Много лет спустя после гибели Георгия Кацарова я виделся с его детьми — двумя дочерями и сыном. Старшая из них, Фаня, рассказала о последней встрече с отцом:

«С ним пришли еще два партизана и настаивали на том, чтобы скорее уходить, но он не торопился. Мы вышли в коридор, и отец заговорил со мной:

— Времена настали суровые... Все может случиться. Поэтому я хочу, чтобы ты была твердой и мужественной. Несчастье может произойти и с дедом, и с матерью. На тебя лягут заботы о Динко и Бойке. Они совсем еще дети...

Я попыталась что-то сказать, но он перебил меня:

— Мне очень жаль, что ты не сможешь поехать учиться в город. Но это беда поправимая. Победа уже недалеко...

Отец говорил медленно, обдумывая каждое слово. В его голосе я никогда еще не чувствовала столько тревоги. Он очень переменился, даже внешне. В волосах появились серебристые пряди, лицо избороздили глубокие морщины.

В середине января через железнодорожную станцию Кричим проехали грузовики с войсками и жандармерией. В Козарско и других селах начались аресты. В конце января стали поговаривать, что отец убит. Люди рассказывали об этом, а у нас сердце обливалось кровью... [218]

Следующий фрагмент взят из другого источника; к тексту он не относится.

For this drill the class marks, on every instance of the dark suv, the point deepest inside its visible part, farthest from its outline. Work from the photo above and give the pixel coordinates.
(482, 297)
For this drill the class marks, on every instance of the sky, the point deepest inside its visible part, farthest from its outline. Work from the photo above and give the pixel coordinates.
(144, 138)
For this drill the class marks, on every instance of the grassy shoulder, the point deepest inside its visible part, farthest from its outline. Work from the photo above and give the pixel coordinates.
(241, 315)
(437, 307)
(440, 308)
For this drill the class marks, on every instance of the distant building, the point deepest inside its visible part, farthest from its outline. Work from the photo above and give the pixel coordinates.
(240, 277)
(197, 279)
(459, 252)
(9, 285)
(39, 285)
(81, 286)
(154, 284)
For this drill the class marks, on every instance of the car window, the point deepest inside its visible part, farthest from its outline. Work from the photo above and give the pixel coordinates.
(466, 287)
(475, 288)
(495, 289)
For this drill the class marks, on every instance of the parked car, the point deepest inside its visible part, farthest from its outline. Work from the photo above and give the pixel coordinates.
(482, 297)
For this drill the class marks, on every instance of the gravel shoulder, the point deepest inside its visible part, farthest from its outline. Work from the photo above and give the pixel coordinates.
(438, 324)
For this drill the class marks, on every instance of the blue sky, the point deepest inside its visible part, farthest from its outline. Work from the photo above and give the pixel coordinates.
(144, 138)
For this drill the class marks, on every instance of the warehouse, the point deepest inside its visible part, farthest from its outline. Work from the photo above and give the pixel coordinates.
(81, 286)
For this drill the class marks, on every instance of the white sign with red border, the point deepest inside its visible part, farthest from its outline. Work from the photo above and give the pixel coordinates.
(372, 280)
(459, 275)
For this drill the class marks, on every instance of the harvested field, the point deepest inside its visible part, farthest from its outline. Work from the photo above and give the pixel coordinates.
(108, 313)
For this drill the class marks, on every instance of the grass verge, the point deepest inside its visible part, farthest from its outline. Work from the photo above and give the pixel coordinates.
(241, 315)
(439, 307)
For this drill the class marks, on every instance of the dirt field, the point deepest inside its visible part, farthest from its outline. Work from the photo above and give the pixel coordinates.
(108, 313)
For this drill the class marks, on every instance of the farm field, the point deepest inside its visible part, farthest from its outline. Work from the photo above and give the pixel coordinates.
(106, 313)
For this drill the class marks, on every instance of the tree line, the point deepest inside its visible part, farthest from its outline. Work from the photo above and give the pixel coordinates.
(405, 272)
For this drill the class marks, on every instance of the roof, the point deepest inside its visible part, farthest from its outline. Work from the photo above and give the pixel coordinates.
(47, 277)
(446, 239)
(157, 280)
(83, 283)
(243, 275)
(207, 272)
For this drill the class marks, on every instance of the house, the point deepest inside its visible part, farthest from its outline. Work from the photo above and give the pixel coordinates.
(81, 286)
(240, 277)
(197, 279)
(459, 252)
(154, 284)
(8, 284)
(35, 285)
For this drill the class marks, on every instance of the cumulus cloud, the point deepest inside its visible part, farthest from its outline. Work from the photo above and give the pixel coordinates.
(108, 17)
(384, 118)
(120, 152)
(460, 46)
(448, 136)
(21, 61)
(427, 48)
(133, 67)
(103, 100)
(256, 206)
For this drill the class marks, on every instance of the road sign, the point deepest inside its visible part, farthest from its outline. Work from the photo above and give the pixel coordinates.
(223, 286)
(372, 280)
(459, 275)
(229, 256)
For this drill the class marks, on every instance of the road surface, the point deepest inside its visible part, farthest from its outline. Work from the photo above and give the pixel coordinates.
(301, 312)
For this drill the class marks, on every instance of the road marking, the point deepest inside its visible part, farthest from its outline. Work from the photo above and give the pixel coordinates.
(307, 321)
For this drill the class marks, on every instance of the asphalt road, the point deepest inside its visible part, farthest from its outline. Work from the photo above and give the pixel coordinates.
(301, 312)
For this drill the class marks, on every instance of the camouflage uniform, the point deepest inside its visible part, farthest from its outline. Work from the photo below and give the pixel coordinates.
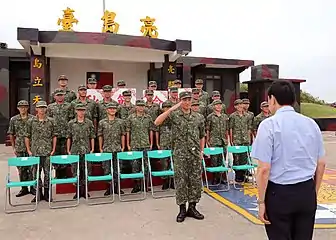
(17, 128)
(69, 94)
(139, 128)
(111, 131)
(40, 134)
(187, 131)
(217, 127)
(81, 134)
(62, 114)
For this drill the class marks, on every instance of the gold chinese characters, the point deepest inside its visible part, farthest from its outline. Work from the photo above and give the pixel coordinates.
(109, 25)
(68, 20)
(148, 29)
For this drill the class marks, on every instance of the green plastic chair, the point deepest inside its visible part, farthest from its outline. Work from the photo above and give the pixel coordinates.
(63, 159)
(131, 156)
(212, 151)
(98, 158)
(160, 154)
(246, 167)
(21, 162)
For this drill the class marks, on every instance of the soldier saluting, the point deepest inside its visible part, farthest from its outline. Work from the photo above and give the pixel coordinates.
(40, 141)
(188, 131)
(63, 84)
(60, 111)
(17, 131)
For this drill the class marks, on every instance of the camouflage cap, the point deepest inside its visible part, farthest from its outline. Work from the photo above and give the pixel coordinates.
(80, 106)
(194, 103)
(40, 104)
(92, 80)
(199, 81)
(121, 83)
(184, 95)
(216, 102)
(173, 89)
(107, 88)
(112, 105)
(177, 81)
(195, 90)
(152, 83)
(167, 104)
(23, 103)
(140, 102)
(62, 77)
(237, 101)
(264, 104)
(81, 87)
(127, 93)
(149, 92)
(59, 91)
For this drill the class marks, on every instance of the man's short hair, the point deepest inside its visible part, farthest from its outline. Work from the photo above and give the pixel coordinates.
(283, 91)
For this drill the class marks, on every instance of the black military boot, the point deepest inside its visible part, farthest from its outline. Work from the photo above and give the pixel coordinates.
(33, 191)
(192, 212)
(39, 196)
(116, 190)
(182, 214)
(165, 184)
(23, 192)
(136, 188)
(46, 195)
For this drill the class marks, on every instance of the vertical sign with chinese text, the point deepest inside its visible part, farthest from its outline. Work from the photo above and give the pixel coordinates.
(37, 80)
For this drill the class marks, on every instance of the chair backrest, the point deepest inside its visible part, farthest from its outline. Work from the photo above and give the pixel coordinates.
(129, 156)
(213, 151)
(159, 154)
(98, 157)
(237, 149)
(64, 159)
(23, 161)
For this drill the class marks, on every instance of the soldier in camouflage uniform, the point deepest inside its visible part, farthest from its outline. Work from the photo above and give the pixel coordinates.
(140, 131)
(204, 96)
(90, 105)
(127, 108)
(188, 130)
(173, 95)
(217, 128)
(196, 97)
(17, 131)
(107, 94)
(240, 126)
(121, 84)
(152, 85)
(111, 135)
(92, 83)
(61, 112)
(215, 96)
(164, 141)
(80, 141)
(69, 94)
(40, 141)
(265, 113)
(177, 83)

Осенью, когда отряд ушел в горы над Батаком, отец остался руководить боевыми группами в районах Пловдива и Кричима. После Нового года он встретился с командующим Третьей оперативной зоной Методием Шаторовым и секретарем окружного комитета партии Любеном Гумнеровым. После этого сразу вернулся в кричимскую партизанскую группу. В конце января полиция произвела массовые аресты в селе Жребичко. Вечером в землянку к партизанам пробрался Борис Стамболиев и сообщил об арестах. Утром партизаны покинули лагерь. Последний в цепочке тащил за собой ветки терновника, заметая следы на снегу. Когда они поднялись на вершину Волчан, то увидели, что вся гора внизу почернела от мундиров полицейских и жандармов. Те открыли огонь из пулеметов. Кругом все было покрыто глубоким снегом, и лишь на самом хребте чернела земля. Партизаны повернули туда. Но преследователи их опередили и встретили на вершине огнем из пулеметов. Некоторым удалось перебраться через хребет, но отец шел последним. У самой вершины он упал, сраженный пулей, и простонал:

— Ну, со мной кончено...

— Что с тобой? Тебя ранило? — кинулся к нему Борис Стамболиев.

— Уходи! Мне уже нельзя помочь... — проговорил отец, и голова его безжизненно упала на снег.

Через два дня те, кому удалось спастись, вернулись на это место, чтобы похоронить его. Нашли его...»

Когда Фаня рассказывала мне о гибели своего отца на вершине Волчан, она уже была замужем, имела детей. Со времени трагического события прошло много лет, но она, все еще боясь страшного смысла слов, так и не решилась рассказать мне о том, в каком состоянии товарищи нашли ее отца: он лежал обезглавленный, босой, с растерзанной зверьем грудью.

Я сделал вид, что ничего не заметил, но то, о чем мы оба не решались говорить, заставило нас переглянуться, и глаза выдали нас. Для нее Георгий Кацаров был отцом, для меня — товарищем и наставником, с которым мне довелось провести в отряде имени Антона Иванова полтора года. Да, это было время сильных, в чьих жилах текла горячая кровь, обагрившая камни горных вершин Болгарии...

В ту ночь, когда мы узнали о гибели Кацарова, Стойо [219] остался ночевать вместе с нами в лесу — так было безопаснее, потому что полиция уже напала на его след.

На другой день к полудню Стойо пробрался в Каменицу и, никем не замеченный, проскользнул к себе домой. Увидев его, мать перепугалась:

— Ах, Стойо, сынок! Зачем ты пришел? Утром здесь были полицейские и жандармы, окружили дом, перерыли все...

Стойо взял из буфета хлеб и попросил мать завернуть во что-нибудь.

— Ой, сынок, салфетки не осталось в доме, — торопливо заговорила женщина. — Куда ты их все унес?

Стойо знал, что за этими словами мать пытается скрыть свою боль: ведь она не могла ни задержать его, ни помочь ему.

— Ничего, мама! Подумаешь, большое дело!

— Да, конечно, тебе все ничего, а в доме не во что даже кусок хлеба завернуть...

— Хорошо же, хорошо! Вот сделаем революцию, тогда все салфетки тебе вернем и выдадим расписку по всей форме! — пошутил он.

Забросив в угол ученическую фуражку, Стойо нахлобучил старую кепку с согнутым козырьком и, обогнув хлев, направился по дороге в лес.